L’évolution du statut de l’agglomération semble être le plus gros enjeu du moment. Au détriment du reste ?
C’est le nouveau président du Conseil Départemental d’Indre-et-Loire Jean-Gérard Paumier qui l’a lâché en premier en public dans son discours de prise de fonction : Tours cherche à devenir une métropole et aimerait que cela arrive vite, pourquoi pas dès 2017. Aujourd’hui, Tour(s)Plus est une communauté d’agglomération. Elle gère déjà les transports, l’économie, le tourisme, la collecte des déchets… Jusqu’ici, vu sa taille (22 communes et 300 000 habitants) on la voyait plutôt devenir communauté urbaine, mais personne ne s’investissait vraiment dans cette perspective d’évolution, trop d’efforts et pas assez de prestige en retour semble-t-il.
Alors que le mot métropole sonne beaucoup mieux. En sautant un pallier, il placerait Tours dans le cercle des plus grandes villes de France : Nantes, Rouen ou Rennes pour ne citer que ses voisines du grand Ouest. Être une métropole ça veut dire toucher une belle rallonge budgétaire de la part de l’Etat en ces temps où Paris baisse les dotations.
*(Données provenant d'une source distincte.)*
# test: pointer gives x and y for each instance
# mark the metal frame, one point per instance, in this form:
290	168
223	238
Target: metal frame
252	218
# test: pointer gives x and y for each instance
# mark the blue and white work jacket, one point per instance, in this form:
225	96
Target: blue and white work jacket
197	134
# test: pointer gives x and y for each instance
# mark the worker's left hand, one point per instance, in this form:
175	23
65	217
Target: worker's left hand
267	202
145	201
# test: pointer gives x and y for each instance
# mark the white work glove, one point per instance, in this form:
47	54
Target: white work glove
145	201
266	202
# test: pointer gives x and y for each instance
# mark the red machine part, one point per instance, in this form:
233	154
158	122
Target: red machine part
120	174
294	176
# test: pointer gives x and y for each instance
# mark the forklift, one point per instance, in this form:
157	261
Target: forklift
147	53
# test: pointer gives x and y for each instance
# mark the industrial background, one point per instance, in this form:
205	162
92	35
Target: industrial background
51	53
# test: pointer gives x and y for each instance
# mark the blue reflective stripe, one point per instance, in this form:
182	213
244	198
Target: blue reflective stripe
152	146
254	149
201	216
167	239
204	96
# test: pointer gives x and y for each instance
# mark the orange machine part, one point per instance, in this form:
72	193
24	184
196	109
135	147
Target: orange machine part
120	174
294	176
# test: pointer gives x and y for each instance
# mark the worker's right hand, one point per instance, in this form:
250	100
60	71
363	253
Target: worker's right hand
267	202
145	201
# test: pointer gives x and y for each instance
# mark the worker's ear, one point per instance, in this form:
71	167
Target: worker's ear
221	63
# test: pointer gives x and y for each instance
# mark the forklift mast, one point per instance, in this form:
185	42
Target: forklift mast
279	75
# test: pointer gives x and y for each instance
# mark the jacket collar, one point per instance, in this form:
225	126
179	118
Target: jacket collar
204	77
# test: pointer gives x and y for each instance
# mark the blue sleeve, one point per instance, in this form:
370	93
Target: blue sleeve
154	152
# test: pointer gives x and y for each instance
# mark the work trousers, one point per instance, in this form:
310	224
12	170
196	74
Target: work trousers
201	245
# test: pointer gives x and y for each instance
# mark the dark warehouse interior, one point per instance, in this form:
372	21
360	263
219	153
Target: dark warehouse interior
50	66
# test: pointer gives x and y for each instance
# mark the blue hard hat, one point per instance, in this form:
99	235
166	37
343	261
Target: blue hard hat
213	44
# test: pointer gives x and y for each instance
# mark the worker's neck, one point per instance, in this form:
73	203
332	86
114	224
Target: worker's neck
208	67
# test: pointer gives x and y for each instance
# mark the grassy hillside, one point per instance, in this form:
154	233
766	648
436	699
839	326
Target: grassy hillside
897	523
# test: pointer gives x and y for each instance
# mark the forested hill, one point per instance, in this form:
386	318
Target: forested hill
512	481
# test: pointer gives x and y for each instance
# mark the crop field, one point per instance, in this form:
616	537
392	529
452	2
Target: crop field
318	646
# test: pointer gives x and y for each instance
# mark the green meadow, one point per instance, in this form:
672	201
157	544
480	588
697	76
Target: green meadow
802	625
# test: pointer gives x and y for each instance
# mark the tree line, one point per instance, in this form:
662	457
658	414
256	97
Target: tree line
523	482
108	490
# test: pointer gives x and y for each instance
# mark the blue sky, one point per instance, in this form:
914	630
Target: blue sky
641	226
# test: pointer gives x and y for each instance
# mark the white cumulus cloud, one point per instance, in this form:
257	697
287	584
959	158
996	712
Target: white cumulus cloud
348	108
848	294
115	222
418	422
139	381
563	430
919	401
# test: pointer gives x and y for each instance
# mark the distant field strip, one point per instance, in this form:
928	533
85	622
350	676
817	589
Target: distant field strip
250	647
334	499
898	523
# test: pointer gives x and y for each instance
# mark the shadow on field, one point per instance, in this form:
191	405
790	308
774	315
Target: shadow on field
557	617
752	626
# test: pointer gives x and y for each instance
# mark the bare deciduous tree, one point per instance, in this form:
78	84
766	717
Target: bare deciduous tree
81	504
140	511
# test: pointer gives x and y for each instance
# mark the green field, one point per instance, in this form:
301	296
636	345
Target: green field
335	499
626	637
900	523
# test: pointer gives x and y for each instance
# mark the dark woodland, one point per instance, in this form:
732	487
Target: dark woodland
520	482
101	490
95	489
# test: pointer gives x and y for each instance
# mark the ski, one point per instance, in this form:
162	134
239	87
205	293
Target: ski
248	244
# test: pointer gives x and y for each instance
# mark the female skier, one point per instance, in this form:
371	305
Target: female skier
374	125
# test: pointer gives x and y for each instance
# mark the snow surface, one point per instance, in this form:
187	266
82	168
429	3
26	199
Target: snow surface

Mais être une métropole cela signifie aussi mettre les plus gros dossiers dans un pot commun, tout faire ensemble (l’eau, l’urbanisme, la voirie…). Certains y voient des avantages comme une harmonisation des prix et des économies d’échelle, d’autres craignent leur perte d’indépendance. De plus, qu’ont vraiment à gagner les populations de Mettray ou St-Etienne-de-Chigny à voir Tours devenir métropole ? Ca va changer quoi dans leur quotidien ?
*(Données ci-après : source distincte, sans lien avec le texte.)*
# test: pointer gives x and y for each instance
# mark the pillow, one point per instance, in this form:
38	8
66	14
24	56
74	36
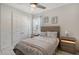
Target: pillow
44	34
52	34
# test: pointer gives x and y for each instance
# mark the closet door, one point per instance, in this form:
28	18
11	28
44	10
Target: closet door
21	26
5	27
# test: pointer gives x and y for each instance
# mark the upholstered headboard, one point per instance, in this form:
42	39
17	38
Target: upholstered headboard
51	29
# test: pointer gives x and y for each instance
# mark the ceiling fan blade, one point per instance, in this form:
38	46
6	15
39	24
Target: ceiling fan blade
40	6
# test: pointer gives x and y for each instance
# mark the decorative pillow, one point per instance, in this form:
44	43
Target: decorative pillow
44	34
52	34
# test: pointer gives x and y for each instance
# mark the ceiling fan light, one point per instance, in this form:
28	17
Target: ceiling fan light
33	5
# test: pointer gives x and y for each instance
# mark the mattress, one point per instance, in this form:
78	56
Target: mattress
36	46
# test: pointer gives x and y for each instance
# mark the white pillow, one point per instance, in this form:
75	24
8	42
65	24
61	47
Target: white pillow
44	34
52	34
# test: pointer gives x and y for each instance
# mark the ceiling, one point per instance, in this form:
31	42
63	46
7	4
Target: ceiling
28	9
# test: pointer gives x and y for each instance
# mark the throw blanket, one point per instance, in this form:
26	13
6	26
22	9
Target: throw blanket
37	46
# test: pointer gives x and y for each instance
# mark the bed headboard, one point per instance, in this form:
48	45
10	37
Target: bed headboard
51	29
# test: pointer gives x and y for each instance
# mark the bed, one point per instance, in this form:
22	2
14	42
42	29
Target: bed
39	45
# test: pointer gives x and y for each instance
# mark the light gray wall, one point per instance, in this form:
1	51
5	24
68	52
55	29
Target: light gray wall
68	18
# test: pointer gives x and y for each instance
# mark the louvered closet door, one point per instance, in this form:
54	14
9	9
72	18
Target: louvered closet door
21	27
5	27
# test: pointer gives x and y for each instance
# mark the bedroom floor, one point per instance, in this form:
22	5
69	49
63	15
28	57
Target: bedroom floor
10	52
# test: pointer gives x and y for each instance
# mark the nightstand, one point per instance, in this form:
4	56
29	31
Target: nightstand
68	44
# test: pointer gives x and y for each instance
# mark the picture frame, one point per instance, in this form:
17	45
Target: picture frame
54	20
46	19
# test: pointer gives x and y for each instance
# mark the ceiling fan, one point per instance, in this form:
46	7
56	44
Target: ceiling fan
37	5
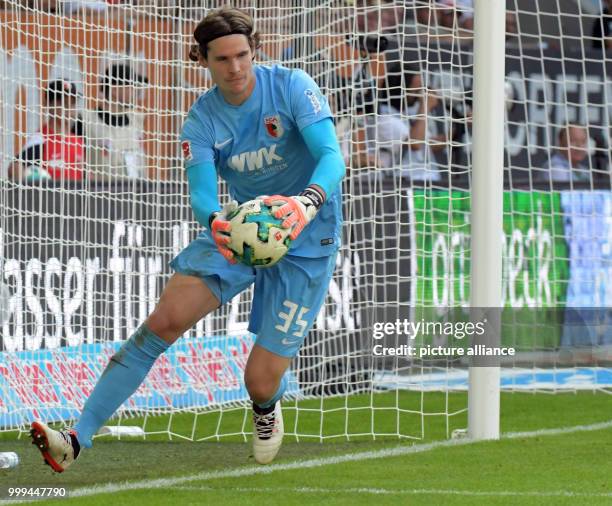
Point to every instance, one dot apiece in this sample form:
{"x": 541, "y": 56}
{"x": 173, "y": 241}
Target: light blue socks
{"x": 123, "y": 375}
{"x": 279, "y": 393}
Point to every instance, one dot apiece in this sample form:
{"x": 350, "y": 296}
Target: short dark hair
{"x": 219, "y": 23}
{"x": 60, "y": 91}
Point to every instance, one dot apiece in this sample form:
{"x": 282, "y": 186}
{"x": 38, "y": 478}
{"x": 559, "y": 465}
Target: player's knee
{"x": 164, "y": 325}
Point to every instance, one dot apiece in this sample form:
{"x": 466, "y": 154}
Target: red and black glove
{"x": 221, "y": 229}
{"x": 296, "y": 212}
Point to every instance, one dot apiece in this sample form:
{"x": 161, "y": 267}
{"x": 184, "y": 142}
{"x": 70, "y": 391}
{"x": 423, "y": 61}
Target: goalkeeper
{"x": 265, "y": 130}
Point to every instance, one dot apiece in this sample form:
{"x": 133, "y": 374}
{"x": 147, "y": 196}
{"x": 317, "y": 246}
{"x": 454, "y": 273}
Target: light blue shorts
{"x": 286, "y": 299}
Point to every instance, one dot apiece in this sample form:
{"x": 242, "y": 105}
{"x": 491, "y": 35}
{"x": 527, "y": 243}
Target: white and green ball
{"x": 257, "y": 238}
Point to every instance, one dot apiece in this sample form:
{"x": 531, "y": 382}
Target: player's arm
{"x": 197, "y": 146}
{"x": 205, "y": 205}
{"x": 298, "y": 211}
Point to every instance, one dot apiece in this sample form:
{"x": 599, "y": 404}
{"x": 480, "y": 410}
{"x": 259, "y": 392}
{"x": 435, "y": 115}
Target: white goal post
{"x": 487, "y": 200}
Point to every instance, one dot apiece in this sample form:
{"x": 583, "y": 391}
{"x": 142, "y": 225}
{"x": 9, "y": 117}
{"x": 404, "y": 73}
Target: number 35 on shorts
{"x": 293, "y": 319}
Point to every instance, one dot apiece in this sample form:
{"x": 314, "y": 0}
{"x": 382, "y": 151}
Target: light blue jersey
{"x": 258, "y": 149}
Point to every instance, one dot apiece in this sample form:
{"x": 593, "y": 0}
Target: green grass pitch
{"x": 534, "y": 468}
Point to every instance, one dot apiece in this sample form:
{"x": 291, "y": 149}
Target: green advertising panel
{"x": 535, "y": 256}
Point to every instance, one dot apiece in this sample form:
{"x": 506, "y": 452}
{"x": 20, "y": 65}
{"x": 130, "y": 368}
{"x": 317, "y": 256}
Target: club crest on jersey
{"x": 274, "y": 126}
{"x": 186, "y": 146}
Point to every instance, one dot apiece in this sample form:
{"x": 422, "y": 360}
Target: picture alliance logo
{"x": 412, "y": 329}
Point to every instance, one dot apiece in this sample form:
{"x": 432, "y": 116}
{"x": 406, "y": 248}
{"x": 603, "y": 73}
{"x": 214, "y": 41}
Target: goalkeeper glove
{"x": 296, "y": 211}
{"x": 221, "y": 230}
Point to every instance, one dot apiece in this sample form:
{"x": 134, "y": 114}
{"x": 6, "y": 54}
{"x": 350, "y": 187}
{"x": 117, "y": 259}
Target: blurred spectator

A tout cela, ajoutons que Tours va devoir ruser pour accéder à cette division administrative supérieure. Normalement, une métropole, c’est 400 000 habitants, et 100 000 âmes ça ne se trouve pas comme ça d’un claquement de doigts, d’autant qu’aucun projet d’agrandissement de l’agglo n’est à l’ordre du jour, ni à Tour(s)Plus, ni à la préfecture. Heureusement que Tours répond a priori à un deuxième critère permettant de devenir métropole : on compte 400 000 salariés dans la zone d’emploi. N’empêche, c’est le pouvoir central qui décide de tout ça, Paris, le gouvernement, Manuel Valls. Et, hormis la ministre de la santé Marisol Touraine (qui n’est même pas de l’agglo mais du Val de l’Indre), le département n’a pas beaucoup d’alliés dans les hautes sphères du pouvoir. Par ailleurs, ce dernier a, sûrement, d’autres dossiers plus importants sur le feu à un an d’une présidentielle qui vont donc logiquement prendre le pas sur la quête de reconnaissance d’une agglomération frustrée de ne pas être capitale régionale.
Car afficher le label Tours-Métropole, ce serait un joli pied de nez aux voisins orléanais. On n’était persuadé qu’ils étaient hors de course sur ce coup-là mais ils font coucou de loin : objectif communauté urbaine en 2017, métropole en 2018, à la faveur d’une modification législative et avec l’atout de la capitale régionale dans la manche : « La métropole, c’est pas avoir un chapeau plus beau que l’autre » disait ce week-end le maire d’Orléans Olivier Carré dans La République du Centre. « Je souhaite qu’on continue à collaborer avec Tours. Mais les choses sont simples : on avait une lecture de la loi fermée, qui faisait qu’on ne pouvait pas passer (en métropole). Tours a une lecture ouverte… Mais il se pourrait qu’il y ait eu des interprétations de la loi qui ne se confirment pas dans les jours qui viennent… »
« N’opposons pas, à nouveau, Orléans et Tours » clame le président de l’AgglO dans le même article… La version officielle, sans doute. Car peut-on avoir deux métropoles dans la même région, elle-même petit-poucet depuis la dernière réforme territoriale ? Tout ça pour des villes ric-rac sur les critères et qui ont déjà du mal à s’inscrire dans l’agenda national ? Car être métropole ce n’est pas seulement ajouter une particule à son nom, c’est aussi être capable d’engager une dynamique économique, culturelle, urbanistique, citoyenne, environnementale… Prenons alors pour seul exemple celui que l’on connait le mieux : Tours. Ici, on patine avec le deuxième tram, on cherche encore une ligne économique et touristique claire, il y a des blocages entre élus sur une vision commune de l’urbanisme… Autant de problèmes qu’il semble un peu plus urgents de régler avant d’aller faire du lobbying à Matignon. Au risque de se faire recaler.